Les photos de Goa, terre d’églises

Polap continue son périple plus au Sud. Nous prenons pour notre part notre bus de nuit qui nous emmène à Hampi. 5h de trajet et 6h de retard plus tard, nous voilà sur place… plus que surprenant !
Le lieu est magique ! Des collines parsemées de rochers ronds et rouges. Des lacs pour réhausser les couleurs… et des temples de partout pour éveiller l’imagination et nous faire nous poser des questions. Nous adorons nous promener à vélo ou à pieds dans le secteur. Des temples, des bas reliefs, un éléphant, un mango lassi (sorte de yahourt à boire à la mangue), d’autres temples là-bas sur les collines… quel lieu irréel !

Les photos d’Hampi

Nous retournons ensuite vers Goa pour 2 jours de farniente pur jus sur une plage dessinée pour les catalogues du Club Med. Le programme est simple : dodo, jus de fruits frais, une petite baignade, une balade sur la plage, une petite dorade grillée aux chandelles, les pieds dans le sable et rebelote. Ca fait du bien de se poser ainsi!

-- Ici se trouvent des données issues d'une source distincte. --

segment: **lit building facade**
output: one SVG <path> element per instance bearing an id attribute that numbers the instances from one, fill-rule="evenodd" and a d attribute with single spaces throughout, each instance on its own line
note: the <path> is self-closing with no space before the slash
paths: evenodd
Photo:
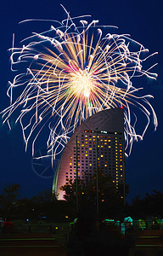
<path id="1" fill-rule="evenodd" d="M 77 152 L 77 160 L 76 160 Z M 98 162 L 97 162 L 98 160 Z M 53 189 L 63 199 L 60 187 L 78 177 L 87 183 L 98 168 L 110 174 L 115 189 L 124 181 L 123 108 L 110 108 L 95 113 L 83 122 L 69 140 L 55 173 Z"/>

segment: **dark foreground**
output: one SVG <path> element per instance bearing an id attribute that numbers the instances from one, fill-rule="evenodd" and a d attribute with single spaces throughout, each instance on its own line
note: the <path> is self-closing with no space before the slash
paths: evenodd
<path id="1" fill-rule="evenodd" d="M 163 256 L 162 230 L 125 237 L 110 226 L 93 234 L 87 230 L 87 236 L 82 228 L 55 234 L 1 234 L 0 256 Z"/>

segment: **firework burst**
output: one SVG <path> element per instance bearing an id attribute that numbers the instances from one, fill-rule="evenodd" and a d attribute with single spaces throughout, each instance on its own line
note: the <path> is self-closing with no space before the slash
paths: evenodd
<path id="1" fill-rule="evenodd" d="M 66 14 L 66 20 L 51 20 L 48 31 L 33 33 L 22 41 L 22 47 L 10 49 L 12 69 L 19 66 L 25 73 L 10 83 L 10 106 L 3 111 L 3 122 L 9 125 L 10 117 L 19 113 L 16 122 L 21 125 L 26 147 L 32 139 L 33 154 L 37 137 L 48 126 L 48 152 L 55 159 L 82 121 L 101 110 L 123 107 L 128 154 L 132 142 L 143 138 L 151 113 L 157 126 L 148 101 L 152 96 L 140 96 L 142 88 L 132 83 L 133 77 L 156 79 L 150 72 L 155 65 L 143 70 L 143 61 L 153 55 L 128 35 L 104 35 L 103 30 L 115 27 L 100 26 L 98 20 L 88 22 L 89 15 L 71 18 Z M 20 95 L 14 99 L 16 88 Z M 131 105 L 147 118 L 142 134 L 137 134 Z"/>

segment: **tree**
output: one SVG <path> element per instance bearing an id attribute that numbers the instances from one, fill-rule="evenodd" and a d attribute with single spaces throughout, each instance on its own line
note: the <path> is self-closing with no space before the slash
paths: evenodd
<path id="1" fill-rule="evenodd" d="M 0 209 L 3 216 L 13 214 L 15 211 L 16 201 L 20 196 L 20 184 L 6 185 L 0 195 Z"/>
<path id="2" fill-rule="evenodd" d="M 82 211 L 86 207 L 96 207 L 96 176 L 85 183 L 82 179 L 78 178 L 78 203 L 79 209 Z M 71 204 L 72 207 L 76 207 L 76 179 L 70 179 L 64 186 L 60 188 L 65 191 L 64 198 Z M 121 192 L 115 189 L 111 177 L 104 177 L 103 172 L 98 171 L 98 202 L 99 213 L 101 218 L 119 217 L 123 210 L 123 199 L 121 198 Z M 117 214 L 117 212 L 119 214 Z M 115 216 L 116 215 L 116 216 Z"/>

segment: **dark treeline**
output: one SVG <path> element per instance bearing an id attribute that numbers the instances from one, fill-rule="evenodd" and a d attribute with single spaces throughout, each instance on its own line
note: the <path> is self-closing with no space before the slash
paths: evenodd
<path id="1" fill-rule="evenodd" d="M 84 185 L 78 180 L 79 212 L 84 212 L 96 218 L 96 180 Z M 125 215 L 133 218 L 163 218 L 163 193 L 153 190 L 143 198 L 137 196 L 131 204 L 124 201 L 120 188 L 114 189 L 110 177 L 99 178 L 98 187 L 99 218 L 123 219 Z M 65 201 L 58 201 L 52 190 L 46 190 L 30 199 L 20 198 L 20 184 L 8 184 L 0 192 L 0 215 L 3 218 L 40 220 L 46 217 L 48 221 L 71 221 L 76 218 L 76 181 L 70 180 L 62 189 L 65 192 Z M 128 188 L 126 191 L 128 193 Z"/>

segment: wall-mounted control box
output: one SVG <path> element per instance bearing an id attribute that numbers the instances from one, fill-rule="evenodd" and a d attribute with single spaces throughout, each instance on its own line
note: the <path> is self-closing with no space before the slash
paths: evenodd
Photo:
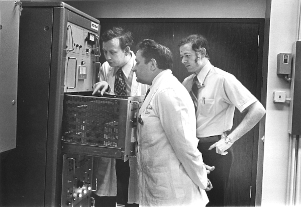
<path id="1" fill-rule="evenodd" d="M 273 101 L 277 103 L 284 103 L 286 99 L 285 91 L 274 91 L 273 93 Z"/>
<path id="2" fill-rule="evenodd" d="M 291 53 L 279 53 L 277 59 L 277 74 L 290 74 Z"/>

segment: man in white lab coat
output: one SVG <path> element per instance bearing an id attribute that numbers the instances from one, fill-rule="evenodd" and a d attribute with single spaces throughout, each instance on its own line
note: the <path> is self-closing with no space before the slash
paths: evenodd
<path id="1" fill-rule="evenodd" d="M 127 96 L 146 94 L 147 85 L 136 81 L 133 70 L 136 56 L 130 48 L 133 42 L 131 33 L 120 27 L 114 27 L 105 32 L 101 39 L 107 62 L 101 67 L 99 82 L 94 84 L 92 94 L 103 95 L 105 91 Z M 118 191 L 122 191 L 125 206 L 135 206 L 131 204 L 139 202 L 137 158 L 131 158 L 126 162 L 105 157 L 98 159 L 95 206 L 115 206 L 116 196 L 120 195 L 117 194 L 117 182 L 121 184 Z"/>
<path id="2" fill-rule="evenodd" d="M 151 85 L 139 114 L 140 206 L 205 206 L 211 187 L 197 148 L 194 108 L 172 74 L 172 54 L 146 39 L 136 60 L 137 81 Z"/>

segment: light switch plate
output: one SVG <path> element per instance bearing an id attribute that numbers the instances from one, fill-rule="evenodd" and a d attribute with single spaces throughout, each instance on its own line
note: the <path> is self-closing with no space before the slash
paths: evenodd
<path id="1" fill-rule="evenodd" d="M 286 95 L 285 91 L 274 91 L 273 101 L 276 102 L 284 103 L 285 102 Z"/>

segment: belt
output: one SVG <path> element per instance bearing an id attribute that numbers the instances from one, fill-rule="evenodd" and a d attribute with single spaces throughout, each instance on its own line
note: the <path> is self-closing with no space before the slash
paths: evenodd
<path id="1" fill-rule="evenodd" d="M 207 143 L 209 142 L 217 142 L 222 138 L 221 135 L 212 136 L 208 137 L 198 137 L 199 142 L 201 143 Z"/>

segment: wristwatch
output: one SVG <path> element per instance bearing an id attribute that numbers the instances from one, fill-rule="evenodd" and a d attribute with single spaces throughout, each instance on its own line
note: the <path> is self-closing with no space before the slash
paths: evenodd
<path id="1" fill-rule="evenodd" d="M 233 144 L 230 141 L 230 139 L 229 137 L 228 137 L 228 136 L 225 138 L 225 142 L 226 142 L 227 144 L 229 144 L 229 145 L 232 145 Z"/>

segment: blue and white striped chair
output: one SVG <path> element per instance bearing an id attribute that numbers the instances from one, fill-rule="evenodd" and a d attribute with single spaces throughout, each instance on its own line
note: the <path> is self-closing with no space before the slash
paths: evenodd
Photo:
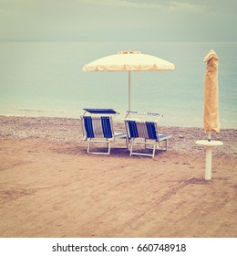
<path id="1" fill-rule="evenodd" d="M 127 148 L 127 133 L 115 133 L 113 128 L 112 114 L 117 112 L 112 109 L 84 109 L 85 112 L 81 116 L 83 137 L 88 141 L 88 153 L 109 155 L 111 149 L 111 142 L 118 138 L 126 139 Z M 86 115 L 89 113 L 90 115 Z M 91 151 L 91 144 L 107 144 L 107 152 Z"/>
<path id="2" fill-rule="evenodd" d="M 141 121 L 138 119 L 132 119 L 130 117 L 129 119 L 125 119 L 128 140 L 130 144 L 130 155 L 139 155 L 154 157 L 156 149 L 167 151 L 167 140 L 172 136 L 161 133 L 159 134 L 157 123 L 158 122 Z M 161 142 L 162 144 L 164 143 L 164 145 L 161 144 Z M 147 145 L 151 145 L 152 153 L 149 154 L 140 153 L 138 151 L 134 152 L 134 144 L 144 144 L 145 150 L 148 148 Z"/>

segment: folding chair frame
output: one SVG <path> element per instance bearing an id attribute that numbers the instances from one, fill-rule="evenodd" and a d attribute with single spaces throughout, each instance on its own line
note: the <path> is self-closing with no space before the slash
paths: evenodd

Les photos de Goa Terre de Plages

Il nous faudra bien retourner vers Mumbai, et nous passons une dernière journée avec Djavid et Tasneem avant de nous envoler vers notre destinée (avec quelques heures de retard à l’arrive, celà va de soi, un train raté, un hébergement d’urgence chez Chewb et Barbie à Lyon…. l’arrivée sur Grenoble le lundi matin pour attaquer le travail a été quelque peu épique).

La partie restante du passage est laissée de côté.